PMCID: PMC5981972  PMID: 29735938

Abstract

Schizophrenia has been linked with various medical comorbidities, particularly metabolic syndrome. The number of studies on this aspect is lacking in Malaysia. (1) Objective: To investigate metabolic syndrome rates and its associated factors. (2) Method: This is the first 10-year retrospective-outcome study of patients with first episode schizophrenia in Malaysia. Out of 394 patients diagnosed with first episode schizophrenia and registered with the National Mental Health Registry of Schizophrenia (NMHR) in the General Hospital Kuala Lumpur (GHKL) in 2004–2005, 174 patients consented to participate in the study. They were interviewed using a Schizophrenia outcome questionnaire and the International Physical Activity Questionnaire (IPAQ). The diagnosis of metabolic syndrome was made using the National Cholesterol Education Program—Third Adult Treatment Panel (NCEP ATP III). (3) Results: All patients’ weight, body mass index, fasting blood sugar, and blood pressure are significantly increased.

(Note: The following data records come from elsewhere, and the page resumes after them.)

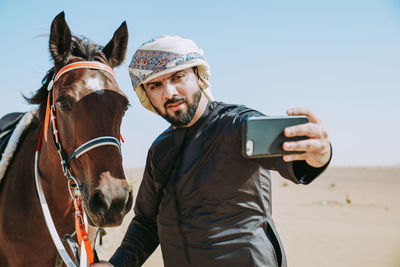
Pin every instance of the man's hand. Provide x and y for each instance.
(317, 149)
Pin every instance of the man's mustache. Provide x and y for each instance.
(174, 100)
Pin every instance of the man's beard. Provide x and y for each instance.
(182, 118)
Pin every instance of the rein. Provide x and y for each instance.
(87, 253)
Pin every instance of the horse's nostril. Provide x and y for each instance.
(98, 204)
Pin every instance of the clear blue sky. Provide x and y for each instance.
(341, 58)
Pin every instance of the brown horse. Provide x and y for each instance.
(88, 104)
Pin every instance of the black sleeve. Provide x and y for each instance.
(141, 238)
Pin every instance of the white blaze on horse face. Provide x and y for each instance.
(95, 84)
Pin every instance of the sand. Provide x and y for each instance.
(347, 217)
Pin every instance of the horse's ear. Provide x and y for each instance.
(60, 39)
(115, 50)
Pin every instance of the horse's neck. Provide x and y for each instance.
(53, 181)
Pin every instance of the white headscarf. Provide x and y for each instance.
(164, 55)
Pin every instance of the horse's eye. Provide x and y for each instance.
(64, 103)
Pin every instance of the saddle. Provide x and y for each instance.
(7, 127)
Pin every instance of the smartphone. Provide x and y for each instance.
(263, 136)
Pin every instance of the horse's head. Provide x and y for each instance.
(89, 104)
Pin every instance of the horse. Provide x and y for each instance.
(86, 107)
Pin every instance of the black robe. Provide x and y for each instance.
(203, 202)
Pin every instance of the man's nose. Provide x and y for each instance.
(170, 90)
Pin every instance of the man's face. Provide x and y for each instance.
(175, 96)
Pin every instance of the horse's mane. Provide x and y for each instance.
(81, 48)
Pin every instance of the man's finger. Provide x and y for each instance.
(293, 157)
(311, 130)
(308, 145)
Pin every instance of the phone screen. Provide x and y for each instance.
(263, 136)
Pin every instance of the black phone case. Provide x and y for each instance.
(263, 136)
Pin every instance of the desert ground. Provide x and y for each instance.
(349, 216)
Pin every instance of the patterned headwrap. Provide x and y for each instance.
(164, 55)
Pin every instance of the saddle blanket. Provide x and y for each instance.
(13, 135)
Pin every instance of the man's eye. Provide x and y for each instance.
(154, 86)
(179, 76)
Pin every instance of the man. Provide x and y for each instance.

Sixty-three subjects (36.2%) developed metabolic syndrome while 36 (23.2%) were hypertensive, and 41 (28.1%) were diabetic. Use of fluphenthixol depot (CI = 1.05–5.09, OR: 0.84, p = 0.039), reduced physical activity (CI = 0.13–1.00, OR: −1.04, p = 0.049), and substance use disorder (CI = 1.40, 13.89, OR: 1.48, p = 0.012) were significantly associated with metabolic syndrome based on univariate analysis. In further multivariate analysis, comorbid substance abuse was the only significant factor associated with metabolic syndrome after adjusting for physical activity and intramuscular depot. (4) Conclusion: Patients with schizophrenia are at high risk of metabolic syndrome. It is important to address substance use problems as an important risk factor of this comorbidity.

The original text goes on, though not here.